Phillip Barker Hindmarch

Philip Barker Hindmarch was born on 20th August 1870 at Shincliffe in County Durham, the son of Philip Slater Hindmarch and Annie (nee Barker). The father was a schoolmaster, but he sadly died a month after his son was born.
The census of 1881 recorded ten-year-old Philip as living with his grandmother at Park House in Shincliffe. Philip’s mother had re-married but died in 1883. Ten years later Philip was working as a farm servant at Yanwath Hall in Westmorland.
In the 1890s Philip moved to Cheshire and worked as an assistant Schoolmaster at Dutton Workhouse. He married Agnes Elizabeth Swain, the daughter of the workhouse master, Alfred Swain, at Little Leigh Parish Church on 25th October 1899. That month he also left the workhouse to take up a position as a clerk for the Manchester Ship Canal Company, to which he felt himself more suited.
Their son Frank Barker Hindmarch was born in 1900 at Preston on the Hill, where they lived on the Bridgewater Canal Bank. A few years later the family moved to live in Birmingham and then emigrated to Canada, where a daughter called Phyllis Una was born in 1909, but she sadly died the same year.
Philip enlisted to serve in World War One in January 1915, at which time the couple were living in Sherbrooke, Quebec. He had previous militia service. He served nearly three years in the Canadian Overseas Expeditionary Force as a Private with the service number 65451 and eventually ecame a Corporal and then a Sergeant. He served for thirteen months in the trenches. He had a stay in a hospital in France and later recuperated in St Leonards- on- Sea in Sussex.

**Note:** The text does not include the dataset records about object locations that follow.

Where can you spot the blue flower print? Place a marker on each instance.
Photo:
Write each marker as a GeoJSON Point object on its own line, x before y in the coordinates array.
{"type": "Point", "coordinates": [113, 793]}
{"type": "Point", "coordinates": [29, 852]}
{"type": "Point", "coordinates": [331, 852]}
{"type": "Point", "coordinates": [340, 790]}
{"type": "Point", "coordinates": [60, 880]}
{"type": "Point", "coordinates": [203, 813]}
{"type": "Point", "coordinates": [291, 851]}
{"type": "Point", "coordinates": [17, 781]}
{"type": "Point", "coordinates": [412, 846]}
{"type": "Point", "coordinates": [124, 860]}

On return to Canada, he served in the Canadian Military Police, until he was discharged in February 1919. He was awarded the 1914-15 Star, the Victory Medal and the British War Medal for his war service.
Philip Barker Hindmarch passed away from pulmonary tuberculosis in Montreal on 14 th June 1919 at the age of 48 years. He was buried in a Commonwealth War Graves Commission grave at Cimitiere Mont- Royal in Montreal as it was adjudged that his death was due to his war service.
His wife Agnes died in December 1921 at Sherbrooke, also aged 48 years.
Their son Frank Barker Hindmarch also served in World War One.